One of the clearest ways to understand the difference between hydroxychloroquine and true immunosuppressants is by looking at infection rates. In a large observational study of lupus patients, steroids nearly doubled the odds of severe infection (odds ratio of 1.97), and conventional immunosuppressants increased the risk by about 56%. Hydroxychloroquine, by contrast, showed a trend toward reducing severe infections, with an odds ratio of 0.59, meaning patients on it tended to have fewer severe infections, not more.

This is a critical practical difference. Drugs like high-dose steroids and biologics suppress the immune system broadly enough that your body struggles to fight off bacteria, viruses, and fungi. Hydroxychloroquine modulates the immune system’s overreaction without leaving you nearly as vulnerable to everyday infections. Doctors sometimes use it alongside stronger immunosuppressants specifically because it can help reduce the steroid doses patients need, indirectly lowering infection risk further.

One Caveat: Vaccine Responses

Where hydroxychloroquine does behave more like an immunosuppressant is in its effect on vaccines. Because the drug alters how immune cells process and present foreign material, it can blunt the antibody response to certain vaccines. Research on chloroquine, its close chemical relative, showed significantly lower antibody responses to rabies, tetanus, and diphtheria vaccines. Hydroxychloroquine works through the same lysosomal mechanism, raising concern that it could reduce vaccine effectiveness in a similar way. If you’re on hydroxychloroquine and due for vaccinations, this is worth discussing with your doctor to plan timing appropriately.

How Long It Takes to Work (and Leave Your System)

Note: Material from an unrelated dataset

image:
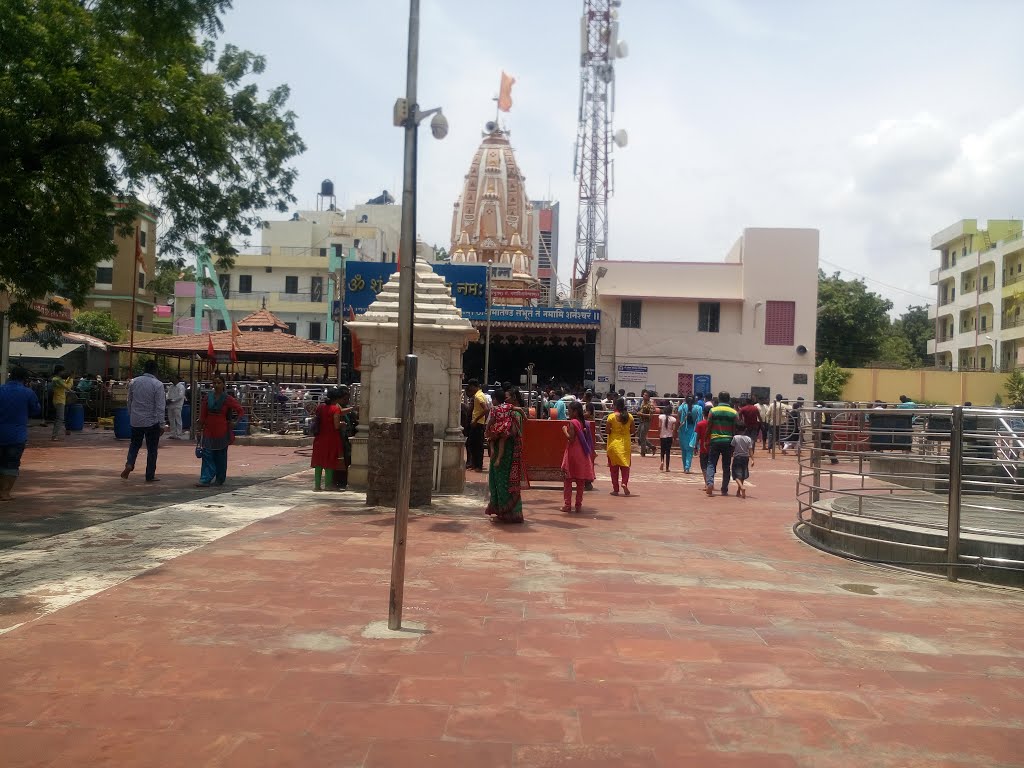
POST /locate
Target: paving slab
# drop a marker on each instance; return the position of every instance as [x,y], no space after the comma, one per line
[665,629]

Hydroxychloroquine is an unusually slow drug. It takes roughly six months of daily dosing to reach about 96% of its steady-state level in your blood. This means you won’t feel its full benefit for weeks to months after starting. It also means the drug lingers: its terminal half-life exceeds 40 days, so after your last dose, meaningful levels remain in your body for months. Researchers collecting blood and urine samples in pharmacokinetic studies had to continue monitoring for five months after a single dose to fully track its elimination.

Safety During Pregnancy

Unlike most drugs that modulate the immune system, hydroxychloroquine is considered safe during pregnancy. The American College of Rheumatology’s 2020 guidelines strongly recommend that all women with lupus continue taking it throughout pregnancy when possible, citing benefits for both the mother and the developing baby. This is another important distinction from conventional immunosuppressants, many of which must be stopped before or during pregnancy due to risks of birth defects.

Long-Term Side Effects and Eye Screening

The main long-term concern with hydroxychloroquine is retinal toxicity, a type of damage to the back of the eye that can affect vision. Current guidelines from the American Academy of Ophthalmology recommend keeping the daily dose at or below 5 mg per kilogram of actual body weight to minimize this risk. For a person weighing 70 kg (about 154 pounds), that means no more than 350 mg per day.

You should have a baseline eye exam including optical coherence tomography (OCT) and fundus autofluorescence (FAF) soon after starting the drug. If you have no major risk factors, annual screening can be deferred for the first five years. After that, or sooner if risk factors are present, yearly eye exams are recommended. The screening is painless and quick, involving imaging of the retina to catch early changes before they cause noticeable vision problems. Visual field tests and specialized electrical recordings of retinal function serve as secondary tools when initial imaging raises concerns.

Risk factors that warrant earlier screening include higher daily doses, kidney disease (which slows the drug’s elimination), use of the related drug tamoxifen, and pre-existing retinal conditions. The risk of retinal toxicity is low in the first five years of use but climbs with prolonged exposure, making consistent monitoring essential for anyone planning to stay on the drug long-term.